Growth factors differentially potentiate TRPA1 in target-defined sensory neurons. Ca2+ imaging was used to examine the efficacy of NGF, ARTN, NRTN, or GDNF to potentiate mustard oil-evoked Ca2+ signal in retrogradely labeled skin, muscle, and colon DRG neurons. Examples of Ca2+ traces in response to mustard oil presentation before and after growth factor exposure are shown in A. Mustard oil (100 μm) was applied at 10 min intervals with a 7 min application of growth factor (100 ng/ml) between the first and second mustard oil presentations. The percentage of mustard oil-responsive neurons potentiated by each growth factor is given above each representative trace. Fold changes in response area (ΔFarea) following growth factor application are shown for skin (B), muscle (C), and colon (D) neurons. Potentiation of TRPA1 by NGF, ARTN, or NRTN is comparable between all populations, whereas GDNF is ineffective at potentiating TRPA1 responses in skin neurons. *p < 0.05 versus untreated; Mann–Whitney test.

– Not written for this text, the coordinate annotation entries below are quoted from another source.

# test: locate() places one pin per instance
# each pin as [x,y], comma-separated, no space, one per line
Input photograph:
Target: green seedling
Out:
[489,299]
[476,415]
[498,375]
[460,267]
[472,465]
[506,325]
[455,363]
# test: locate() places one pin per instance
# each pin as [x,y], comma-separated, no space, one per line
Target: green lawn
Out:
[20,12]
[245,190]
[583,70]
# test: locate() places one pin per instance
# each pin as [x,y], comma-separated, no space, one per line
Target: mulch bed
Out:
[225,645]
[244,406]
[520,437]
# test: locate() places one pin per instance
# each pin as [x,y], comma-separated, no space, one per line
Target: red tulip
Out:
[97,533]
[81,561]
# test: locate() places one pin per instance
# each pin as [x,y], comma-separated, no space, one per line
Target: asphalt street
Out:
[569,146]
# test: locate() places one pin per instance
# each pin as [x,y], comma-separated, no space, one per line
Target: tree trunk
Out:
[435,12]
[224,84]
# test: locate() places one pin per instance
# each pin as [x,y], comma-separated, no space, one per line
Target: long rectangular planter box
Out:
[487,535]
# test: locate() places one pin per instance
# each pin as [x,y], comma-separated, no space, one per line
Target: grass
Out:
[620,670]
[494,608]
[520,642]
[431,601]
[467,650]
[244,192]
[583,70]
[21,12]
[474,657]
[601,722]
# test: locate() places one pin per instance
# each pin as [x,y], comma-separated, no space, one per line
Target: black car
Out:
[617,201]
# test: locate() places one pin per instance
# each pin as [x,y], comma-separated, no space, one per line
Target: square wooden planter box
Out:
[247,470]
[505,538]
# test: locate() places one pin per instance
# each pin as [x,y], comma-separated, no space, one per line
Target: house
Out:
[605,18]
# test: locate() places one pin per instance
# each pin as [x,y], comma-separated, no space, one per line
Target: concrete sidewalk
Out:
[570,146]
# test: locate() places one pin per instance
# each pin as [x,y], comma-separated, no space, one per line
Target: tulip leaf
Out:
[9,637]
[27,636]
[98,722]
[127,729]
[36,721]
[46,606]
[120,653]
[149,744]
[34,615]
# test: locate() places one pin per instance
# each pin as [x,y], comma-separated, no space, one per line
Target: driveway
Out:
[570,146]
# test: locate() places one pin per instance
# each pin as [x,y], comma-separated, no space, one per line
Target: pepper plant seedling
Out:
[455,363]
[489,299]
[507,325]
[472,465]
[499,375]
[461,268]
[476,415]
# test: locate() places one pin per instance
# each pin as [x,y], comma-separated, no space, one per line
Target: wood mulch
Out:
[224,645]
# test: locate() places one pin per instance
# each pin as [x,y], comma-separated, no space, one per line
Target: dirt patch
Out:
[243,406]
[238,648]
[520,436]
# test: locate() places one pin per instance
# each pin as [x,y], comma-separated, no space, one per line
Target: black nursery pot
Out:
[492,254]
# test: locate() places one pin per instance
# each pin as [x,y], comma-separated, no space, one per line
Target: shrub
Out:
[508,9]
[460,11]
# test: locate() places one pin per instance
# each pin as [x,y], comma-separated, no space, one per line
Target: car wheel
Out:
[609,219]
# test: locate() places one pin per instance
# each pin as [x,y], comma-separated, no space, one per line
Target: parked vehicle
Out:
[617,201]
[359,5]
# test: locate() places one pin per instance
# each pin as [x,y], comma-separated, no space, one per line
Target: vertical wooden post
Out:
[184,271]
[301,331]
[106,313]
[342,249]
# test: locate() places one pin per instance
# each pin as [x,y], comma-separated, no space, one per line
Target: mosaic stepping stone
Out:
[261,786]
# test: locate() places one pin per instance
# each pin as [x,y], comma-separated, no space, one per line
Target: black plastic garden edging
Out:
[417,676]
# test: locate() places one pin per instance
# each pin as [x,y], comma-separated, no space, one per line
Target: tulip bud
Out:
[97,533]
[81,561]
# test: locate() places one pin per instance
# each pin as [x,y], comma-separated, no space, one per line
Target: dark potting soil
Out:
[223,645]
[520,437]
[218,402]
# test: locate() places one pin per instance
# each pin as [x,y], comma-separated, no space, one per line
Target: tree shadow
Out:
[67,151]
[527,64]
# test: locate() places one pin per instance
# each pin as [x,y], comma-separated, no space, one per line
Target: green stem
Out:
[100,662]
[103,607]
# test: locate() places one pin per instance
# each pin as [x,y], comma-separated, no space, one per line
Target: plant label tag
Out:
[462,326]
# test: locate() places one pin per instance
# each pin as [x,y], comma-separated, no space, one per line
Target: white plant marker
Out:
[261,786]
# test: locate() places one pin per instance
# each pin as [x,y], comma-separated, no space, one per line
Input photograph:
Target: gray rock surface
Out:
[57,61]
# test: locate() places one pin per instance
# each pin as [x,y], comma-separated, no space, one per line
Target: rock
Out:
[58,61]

Mustard oil responses were potentiated in a similar percentage of neurons for all three classes of afferents by NGF, ARTN, and NRTN (Fig. 8). However, several notable differences were observed. Most striking was the lack of GDNF-induced potentiation of mustard oil responses in skin neurons, whereas 43 and 38% of muscle and colon neurons, respectively, exhibited potentiation following GDNF exposure. It should be noted that the lack of potentiation by GDNF in cutaneous afferents could have been predicted from the behavioral results: GDNF was the only trophic factor that failed to increase nocifensive behavior induced by mustard oil application to the footpad (Fig. 3).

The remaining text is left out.